6. Although we say a good deal about the need for respecting the strength of a diminishing section of Chinese and other Asian opinion on the China question, I would suppose that in truth it is really (and rightly, from our broad security standpoint) the strength of United States opinion that continues to influence us, as indeed I suspect it is United States thinking that mainly influences Asians and others who start with a basic dislike and instinctive fear of Communist China. I would only hope, however, that if and when the going should become more difficult than it is at present we would not continue to assume too easily that continuing obduracy in the United States must necessarily be in our own best interests or that our friendly advice counts for little in Washington.

7. Let me admit at once that I have no comprehensive thinking or suggestions to offer. I would only venture to pose the following questions—

(i) While the Nationalist Chinese Government exists as a convenient and perhaps even desirable excuse for Governments which dislike and/or fear Peking to put off the inevitable necessity of having to live with Communist China, does the Nationalist Government in fact have any appreciable international status or prestige to lose?

(ii) Do we really believe that morale throughout certain South East Asian countries and among many overseas Chinese would be materially affected by recourse to a ‘two Chinas’ solution?

(iii) We say that there are not many known supporters of the ‘two Chinas’ solution.
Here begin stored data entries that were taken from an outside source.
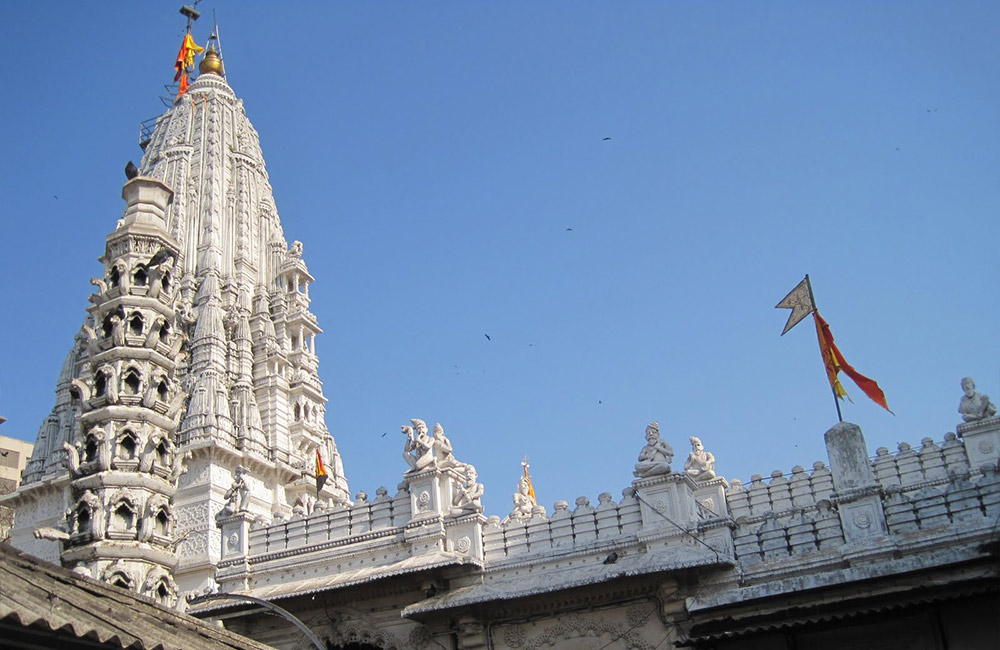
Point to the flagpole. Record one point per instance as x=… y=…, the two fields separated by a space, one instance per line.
x=812 y=299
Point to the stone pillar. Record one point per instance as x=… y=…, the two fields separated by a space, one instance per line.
x=666 y=503
x=982 y=441
x=857 y=494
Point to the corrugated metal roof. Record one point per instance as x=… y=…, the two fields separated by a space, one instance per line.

Has it ever really been actively canvassed?

(iv) Would it greatly matter if Communist China refused to accept a proffered seat in the United Nations? Can it not be said that by recognising China and Taiwan as separate members of the United Nations, so far from putting itself in the position of a ‘rejected suppliant’ ( !) would be putting Peking on the spot?

(v) Is it necessary to assume that if Communist China were admitted to the United Nations all countries which do not at present recognise Peking would have to do so, either de jure or de facto? And if so that they would be bound to exchange diplomatic missions with Peking, even against their will? And again if so, that they would inevitably become more vulnerable to subversive Communist pressures and influences? (c.f. Indonesia for one).

(vi) Do we accept with equanimity Miss Bacon’s apparent assumption that the United States would use its veto to keep Communist China off the Security Council, even if the Assembly had already acted to replace the Nationalists?

(vii) Are the hypotheses canvassed in paras 3 and 4 of the Washington telegram as remote as Miss Bacon claims?

8. To sum up, the arguments canvassed in your savingram could be said to be relevant to preparations for an extension of the moratorium at this year’s General Assembly, and would seem appropriate enough to discuss with other governments in terms of achieving an objective that we consider immediately desirable. But they seem to me to suggest a lack of something in our longer term policy on the China problem as a whole.

[NAA: A1838, 3107/33/1/1, vi]

1 Document 81.

2 27 July. It reported the Australian Embassy’s discussions with Ruth E. Bacon, an officer in the Bureau of East Asian Affairs, US State Department. Bacon predicted a bigger vote for the moratorium than in previous years and that any attempt to introduce a ‘two Chinas policy’ into the UN General Assembly would weaken the position of the Nationalist Chinese.

3 Casey had made a major statement on recognition during which he gave reasons for Australia’s position including the need to consider moral and humanitarian factors; doubt over Peking’s acceptance of its international obligations; the need to stand by Nationalist China; and the position of the United States. He also argued at length that recognition would not produce benefits for Australia that did not already exist. On the situation in the United Nations, Casey said that recognition by Australia would not solve difficulties in New York because admission of the PRC would result in the expulsion of the ROC.